CSV files of alerts (GLAD, TerraI, fires), stored in folders on S3. GLAD data (for example) is here: s3://gfw2-data/alerts-tsv/glad/

Polygon data

TSV files of polygon geometry and attributes. Created by our vector-to-tsv process. These files don't update very often- usually yearly when we do our loss update. GADM36 boundaries are here: s3://gfw2-data/alerts-tsv/country-pages/admin-only/

Understanding the config spreadsheet

Config information is stored in this google sheet. If you don't have access, please try logging in with the wriforests@gmail.com credentials.

Hadoop tab

This tab maps forest datasets (GLAD, Terra I, fires) and environments (staging/prod) to config files. These config files are stored in this repo, and have info about the point and polygon files we want to intersect for this dataset.

API endpoint lookup tab

This tab stores information about the final output from this process. After we pull the hadoop output down and postprocess, we use this tab (and our combination of dataset / environment / summary type) to determine where to push the final CSV, and what dataset id to run a data-overwrite on when we're ready. This tab is also a helpful reference point for Vizzuality to make sure we're both using the same dataset IDs.

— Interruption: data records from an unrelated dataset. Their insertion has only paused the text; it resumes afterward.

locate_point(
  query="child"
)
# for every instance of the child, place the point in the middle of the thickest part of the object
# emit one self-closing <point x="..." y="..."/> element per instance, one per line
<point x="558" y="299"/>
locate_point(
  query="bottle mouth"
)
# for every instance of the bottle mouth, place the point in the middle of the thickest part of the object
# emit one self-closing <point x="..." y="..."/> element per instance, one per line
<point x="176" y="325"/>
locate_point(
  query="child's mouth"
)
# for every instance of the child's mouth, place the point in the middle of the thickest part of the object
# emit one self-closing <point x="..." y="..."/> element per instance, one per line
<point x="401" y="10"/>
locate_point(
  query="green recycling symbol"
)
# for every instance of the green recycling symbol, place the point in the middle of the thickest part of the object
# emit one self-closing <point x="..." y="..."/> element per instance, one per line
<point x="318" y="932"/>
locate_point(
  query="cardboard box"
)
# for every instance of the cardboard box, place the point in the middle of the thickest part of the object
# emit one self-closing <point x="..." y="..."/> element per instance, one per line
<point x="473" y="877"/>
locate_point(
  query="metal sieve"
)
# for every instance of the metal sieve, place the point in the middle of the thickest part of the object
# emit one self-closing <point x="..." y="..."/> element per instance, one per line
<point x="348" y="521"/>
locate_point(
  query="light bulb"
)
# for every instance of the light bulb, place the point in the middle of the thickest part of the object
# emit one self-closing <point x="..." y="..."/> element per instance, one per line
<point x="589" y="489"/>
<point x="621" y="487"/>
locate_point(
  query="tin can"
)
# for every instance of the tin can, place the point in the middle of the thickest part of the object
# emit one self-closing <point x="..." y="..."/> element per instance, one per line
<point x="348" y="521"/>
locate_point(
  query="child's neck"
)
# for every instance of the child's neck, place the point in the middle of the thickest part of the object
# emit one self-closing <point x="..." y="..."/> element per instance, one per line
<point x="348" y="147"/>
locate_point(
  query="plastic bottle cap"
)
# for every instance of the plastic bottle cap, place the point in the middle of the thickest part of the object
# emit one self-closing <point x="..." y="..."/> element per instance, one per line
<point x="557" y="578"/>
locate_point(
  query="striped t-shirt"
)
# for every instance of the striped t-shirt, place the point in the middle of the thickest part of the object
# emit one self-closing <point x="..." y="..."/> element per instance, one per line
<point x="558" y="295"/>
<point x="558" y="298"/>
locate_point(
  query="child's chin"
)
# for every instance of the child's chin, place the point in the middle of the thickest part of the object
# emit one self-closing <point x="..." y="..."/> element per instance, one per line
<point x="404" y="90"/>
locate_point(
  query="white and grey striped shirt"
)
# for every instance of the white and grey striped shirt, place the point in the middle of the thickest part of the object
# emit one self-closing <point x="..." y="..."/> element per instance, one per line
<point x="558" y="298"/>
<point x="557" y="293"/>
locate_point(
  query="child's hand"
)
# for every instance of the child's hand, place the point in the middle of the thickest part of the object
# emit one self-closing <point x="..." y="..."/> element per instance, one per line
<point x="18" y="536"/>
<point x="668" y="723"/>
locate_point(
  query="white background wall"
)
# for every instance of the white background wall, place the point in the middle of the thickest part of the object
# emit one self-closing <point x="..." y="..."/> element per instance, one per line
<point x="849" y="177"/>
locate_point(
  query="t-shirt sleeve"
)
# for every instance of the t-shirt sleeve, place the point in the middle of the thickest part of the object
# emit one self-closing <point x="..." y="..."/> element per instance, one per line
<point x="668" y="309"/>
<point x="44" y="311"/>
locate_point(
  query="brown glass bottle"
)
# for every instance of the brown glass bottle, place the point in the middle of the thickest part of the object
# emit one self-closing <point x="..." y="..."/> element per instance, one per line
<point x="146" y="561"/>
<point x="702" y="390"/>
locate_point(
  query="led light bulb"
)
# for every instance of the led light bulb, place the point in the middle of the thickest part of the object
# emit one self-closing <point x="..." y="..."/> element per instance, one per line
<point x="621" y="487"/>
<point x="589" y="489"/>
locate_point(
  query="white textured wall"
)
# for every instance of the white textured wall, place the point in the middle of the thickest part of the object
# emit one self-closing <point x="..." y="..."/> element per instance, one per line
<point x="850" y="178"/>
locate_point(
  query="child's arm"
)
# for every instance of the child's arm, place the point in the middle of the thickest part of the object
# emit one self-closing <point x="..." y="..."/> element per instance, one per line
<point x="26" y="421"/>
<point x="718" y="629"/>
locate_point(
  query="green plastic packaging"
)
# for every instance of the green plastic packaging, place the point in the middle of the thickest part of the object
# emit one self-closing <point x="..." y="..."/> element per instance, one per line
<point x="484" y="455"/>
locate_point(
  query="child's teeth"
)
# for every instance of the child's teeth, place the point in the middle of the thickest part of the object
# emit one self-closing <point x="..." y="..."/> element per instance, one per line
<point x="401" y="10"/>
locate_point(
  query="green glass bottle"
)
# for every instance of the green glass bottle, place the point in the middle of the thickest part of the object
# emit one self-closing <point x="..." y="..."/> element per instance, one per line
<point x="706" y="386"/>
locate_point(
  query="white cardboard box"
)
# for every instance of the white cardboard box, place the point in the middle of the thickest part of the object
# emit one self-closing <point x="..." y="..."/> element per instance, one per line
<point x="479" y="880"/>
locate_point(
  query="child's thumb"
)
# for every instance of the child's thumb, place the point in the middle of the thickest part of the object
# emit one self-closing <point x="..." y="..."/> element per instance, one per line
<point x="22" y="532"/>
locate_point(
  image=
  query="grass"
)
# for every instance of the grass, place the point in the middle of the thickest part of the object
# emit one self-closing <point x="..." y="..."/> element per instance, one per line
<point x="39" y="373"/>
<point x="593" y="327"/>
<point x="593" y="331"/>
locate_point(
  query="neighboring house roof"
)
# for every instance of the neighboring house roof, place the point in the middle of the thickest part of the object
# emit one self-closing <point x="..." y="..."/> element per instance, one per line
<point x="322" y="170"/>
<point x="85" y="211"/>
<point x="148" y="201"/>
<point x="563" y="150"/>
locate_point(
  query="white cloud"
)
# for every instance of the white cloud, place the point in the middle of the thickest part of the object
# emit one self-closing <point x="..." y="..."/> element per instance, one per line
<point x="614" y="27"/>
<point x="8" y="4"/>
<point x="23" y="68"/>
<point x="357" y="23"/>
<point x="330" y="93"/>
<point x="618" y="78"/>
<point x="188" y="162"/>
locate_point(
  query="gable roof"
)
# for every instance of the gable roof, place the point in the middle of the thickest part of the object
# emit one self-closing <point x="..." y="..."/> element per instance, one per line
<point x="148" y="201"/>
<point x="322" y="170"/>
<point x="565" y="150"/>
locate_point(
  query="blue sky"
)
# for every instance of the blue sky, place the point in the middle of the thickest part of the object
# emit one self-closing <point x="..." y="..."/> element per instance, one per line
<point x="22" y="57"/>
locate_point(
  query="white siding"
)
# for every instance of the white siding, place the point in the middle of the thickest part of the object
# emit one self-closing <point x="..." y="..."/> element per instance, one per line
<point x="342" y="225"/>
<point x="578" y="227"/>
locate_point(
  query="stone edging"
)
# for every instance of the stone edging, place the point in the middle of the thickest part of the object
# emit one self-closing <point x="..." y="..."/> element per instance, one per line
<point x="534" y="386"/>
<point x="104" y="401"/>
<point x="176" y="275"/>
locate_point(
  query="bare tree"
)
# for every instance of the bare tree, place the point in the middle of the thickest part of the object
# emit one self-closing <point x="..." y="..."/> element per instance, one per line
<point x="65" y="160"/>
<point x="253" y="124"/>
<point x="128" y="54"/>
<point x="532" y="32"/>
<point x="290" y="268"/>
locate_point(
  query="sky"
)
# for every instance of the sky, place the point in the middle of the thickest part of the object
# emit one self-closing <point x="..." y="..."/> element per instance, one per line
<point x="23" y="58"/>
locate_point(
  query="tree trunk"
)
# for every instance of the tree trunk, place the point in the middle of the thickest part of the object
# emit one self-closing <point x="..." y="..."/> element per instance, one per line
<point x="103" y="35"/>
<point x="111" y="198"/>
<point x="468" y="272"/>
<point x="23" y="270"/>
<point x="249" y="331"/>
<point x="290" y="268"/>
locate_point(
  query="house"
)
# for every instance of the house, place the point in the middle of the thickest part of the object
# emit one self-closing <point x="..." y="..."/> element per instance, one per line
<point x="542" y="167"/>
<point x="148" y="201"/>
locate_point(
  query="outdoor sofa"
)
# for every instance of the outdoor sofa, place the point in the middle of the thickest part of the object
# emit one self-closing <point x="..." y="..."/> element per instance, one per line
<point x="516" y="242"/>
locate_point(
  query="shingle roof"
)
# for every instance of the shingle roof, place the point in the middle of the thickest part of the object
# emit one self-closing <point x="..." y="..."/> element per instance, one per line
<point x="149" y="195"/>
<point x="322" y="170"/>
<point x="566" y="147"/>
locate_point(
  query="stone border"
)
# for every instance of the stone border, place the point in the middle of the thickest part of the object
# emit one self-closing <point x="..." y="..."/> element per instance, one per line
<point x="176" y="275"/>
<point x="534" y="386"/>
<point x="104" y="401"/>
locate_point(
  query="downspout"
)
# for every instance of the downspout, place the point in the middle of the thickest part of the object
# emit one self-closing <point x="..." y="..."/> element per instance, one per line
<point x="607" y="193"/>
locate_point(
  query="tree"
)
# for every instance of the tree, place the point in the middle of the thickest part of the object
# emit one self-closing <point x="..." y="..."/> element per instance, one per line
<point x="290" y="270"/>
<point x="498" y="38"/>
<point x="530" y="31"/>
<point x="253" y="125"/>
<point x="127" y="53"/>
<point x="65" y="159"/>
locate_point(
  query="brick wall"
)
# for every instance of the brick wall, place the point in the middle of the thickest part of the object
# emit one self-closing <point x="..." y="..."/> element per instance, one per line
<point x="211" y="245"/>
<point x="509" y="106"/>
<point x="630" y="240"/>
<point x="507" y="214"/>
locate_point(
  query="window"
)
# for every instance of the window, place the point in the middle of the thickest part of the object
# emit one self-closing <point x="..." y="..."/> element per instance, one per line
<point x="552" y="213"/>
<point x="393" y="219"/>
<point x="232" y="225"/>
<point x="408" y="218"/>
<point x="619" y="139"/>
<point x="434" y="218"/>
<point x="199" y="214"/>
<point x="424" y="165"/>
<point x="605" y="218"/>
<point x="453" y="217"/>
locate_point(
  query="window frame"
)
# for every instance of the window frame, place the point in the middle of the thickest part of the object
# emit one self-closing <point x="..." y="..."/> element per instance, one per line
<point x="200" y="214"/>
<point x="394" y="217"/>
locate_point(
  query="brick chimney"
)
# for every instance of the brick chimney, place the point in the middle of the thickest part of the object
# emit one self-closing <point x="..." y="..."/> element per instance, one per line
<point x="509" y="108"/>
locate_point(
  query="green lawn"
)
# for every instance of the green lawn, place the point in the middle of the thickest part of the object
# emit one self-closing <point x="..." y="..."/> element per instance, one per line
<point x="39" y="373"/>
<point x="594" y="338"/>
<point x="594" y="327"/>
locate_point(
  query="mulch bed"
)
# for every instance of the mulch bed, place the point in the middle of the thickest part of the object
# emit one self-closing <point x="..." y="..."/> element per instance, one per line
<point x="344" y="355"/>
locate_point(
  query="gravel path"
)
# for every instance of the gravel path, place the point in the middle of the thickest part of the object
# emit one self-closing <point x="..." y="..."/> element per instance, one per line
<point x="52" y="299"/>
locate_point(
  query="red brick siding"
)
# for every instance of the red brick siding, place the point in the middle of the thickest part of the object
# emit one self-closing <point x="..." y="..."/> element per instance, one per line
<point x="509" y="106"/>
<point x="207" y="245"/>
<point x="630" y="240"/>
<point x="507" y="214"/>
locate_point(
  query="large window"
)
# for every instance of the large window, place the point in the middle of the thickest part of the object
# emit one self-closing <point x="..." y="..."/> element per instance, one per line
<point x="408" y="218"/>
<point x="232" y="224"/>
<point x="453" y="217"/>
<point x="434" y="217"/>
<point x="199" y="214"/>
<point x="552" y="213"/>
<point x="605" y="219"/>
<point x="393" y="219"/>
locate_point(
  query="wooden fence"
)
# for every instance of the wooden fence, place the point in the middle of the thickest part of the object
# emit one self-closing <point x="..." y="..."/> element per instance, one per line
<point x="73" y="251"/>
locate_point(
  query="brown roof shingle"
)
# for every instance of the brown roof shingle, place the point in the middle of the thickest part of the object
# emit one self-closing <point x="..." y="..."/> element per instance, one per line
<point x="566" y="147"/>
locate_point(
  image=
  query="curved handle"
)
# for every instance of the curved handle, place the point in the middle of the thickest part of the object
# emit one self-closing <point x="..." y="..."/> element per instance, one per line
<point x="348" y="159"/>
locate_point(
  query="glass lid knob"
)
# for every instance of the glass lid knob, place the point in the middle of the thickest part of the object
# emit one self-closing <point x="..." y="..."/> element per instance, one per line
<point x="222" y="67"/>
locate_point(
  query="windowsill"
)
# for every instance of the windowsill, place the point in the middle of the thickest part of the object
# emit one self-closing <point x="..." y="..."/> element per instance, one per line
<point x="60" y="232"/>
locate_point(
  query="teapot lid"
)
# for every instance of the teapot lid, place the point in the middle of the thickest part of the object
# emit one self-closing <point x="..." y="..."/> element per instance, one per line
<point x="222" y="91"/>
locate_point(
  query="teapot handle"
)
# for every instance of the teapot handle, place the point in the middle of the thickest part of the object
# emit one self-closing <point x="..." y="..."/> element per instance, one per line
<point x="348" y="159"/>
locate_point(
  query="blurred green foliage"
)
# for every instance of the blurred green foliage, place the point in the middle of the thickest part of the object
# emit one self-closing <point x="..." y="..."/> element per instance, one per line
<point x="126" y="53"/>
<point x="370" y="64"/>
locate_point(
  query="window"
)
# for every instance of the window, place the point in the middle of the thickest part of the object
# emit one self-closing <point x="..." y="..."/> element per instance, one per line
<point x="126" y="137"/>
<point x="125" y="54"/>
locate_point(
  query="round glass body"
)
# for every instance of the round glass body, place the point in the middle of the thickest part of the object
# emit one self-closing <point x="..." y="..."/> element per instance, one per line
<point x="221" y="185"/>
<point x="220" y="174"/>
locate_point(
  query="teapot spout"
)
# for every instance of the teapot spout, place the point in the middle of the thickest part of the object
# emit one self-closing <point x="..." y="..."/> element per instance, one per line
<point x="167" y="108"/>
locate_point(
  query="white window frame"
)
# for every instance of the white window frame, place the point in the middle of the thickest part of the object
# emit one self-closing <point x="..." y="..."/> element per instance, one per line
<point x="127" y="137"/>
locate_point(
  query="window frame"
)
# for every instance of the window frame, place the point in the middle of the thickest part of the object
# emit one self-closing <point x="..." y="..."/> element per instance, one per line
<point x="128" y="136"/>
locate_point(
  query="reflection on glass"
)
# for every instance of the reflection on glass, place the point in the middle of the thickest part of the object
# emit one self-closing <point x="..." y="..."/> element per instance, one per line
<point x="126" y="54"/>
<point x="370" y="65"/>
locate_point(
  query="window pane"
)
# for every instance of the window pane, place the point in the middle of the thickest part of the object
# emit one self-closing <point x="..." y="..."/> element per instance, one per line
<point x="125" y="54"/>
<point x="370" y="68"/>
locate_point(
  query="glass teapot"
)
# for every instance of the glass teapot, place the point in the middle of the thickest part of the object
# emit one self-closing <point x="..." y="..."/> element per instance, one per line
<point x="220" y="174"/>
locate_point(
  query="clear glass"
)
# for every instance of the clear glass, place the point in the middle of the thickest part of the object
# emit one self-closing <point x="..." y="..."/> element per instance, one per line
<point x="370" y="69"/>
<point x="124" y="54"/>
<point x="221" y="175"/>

Stepping through the process

Kickoff the process

python update_country_stats.py -d umd_landsat_alerts -e prod

Grab the correct .ini file based on dataset and environment

The hadoop tab of our config spreadsheet points us to glad_prod.ini, which currently looks like this:

; hadoop specific config setting
[reduce]
size = 1.0

; add polygon directory and specify what fields we want to use
[polygons]
path = s3://gfw2-data/alerts-tsv/country-pages/admin-only/
wkt = 0
fields = 1,2,3,6,7,8

; same for points, also specify that this is a CSV
[points]
path = s3://gfw2-data/alerts-tsv/glad/
x = 0
y = 1
fields=0,1,2,3,4,5,6,7
sep = ,

; store the output locally on HDFS, we'll export it from there
[output]
path = hdfs:///user/hadoop/output
sep = ,

; after we've done the spatial join, execute this SQL
; this will GROUP BY our fields of interest, summing area of alerts + emissions
[sql]
query1 = SELECT _c2, _c3, _c4, sum(_c5), sum(_c6), _c7, _c8, _c9, _c10, _c11, _c12, _c13, count(*) FROM my_table GROUP BY _c2, _c3, _c4, _c7, _c8, _c9, _c10, _c11, _c12, _c13

; will generate a full table (before GROUP BY) export
[export_type]
name = glad
Start hadoop_pip using this config

We'll then start a hadoop job using the above config. We'll use the hadoop_pip repo to intersect the points path and polygons path defined above, execute the SQL statement on the resulting table, then return the CSV for local processing.

Summarize results

This summary process varies by dataset, most just want to count alerts by day, then group to iso, adm1, or adm2. Some (climate) have sophisticated postprocessing required.

Push to API

These output tables are pushed to S3. The code then makes POST requests to the API to use them to overwrite existing datasets.

Automatic processing

Scheduled tasks on the Data Management server currently run the fires_report dataset nightly, and the fires_country_pages dataset every Monday. Simple .cmd files for these batch tasks are in the utilities directory.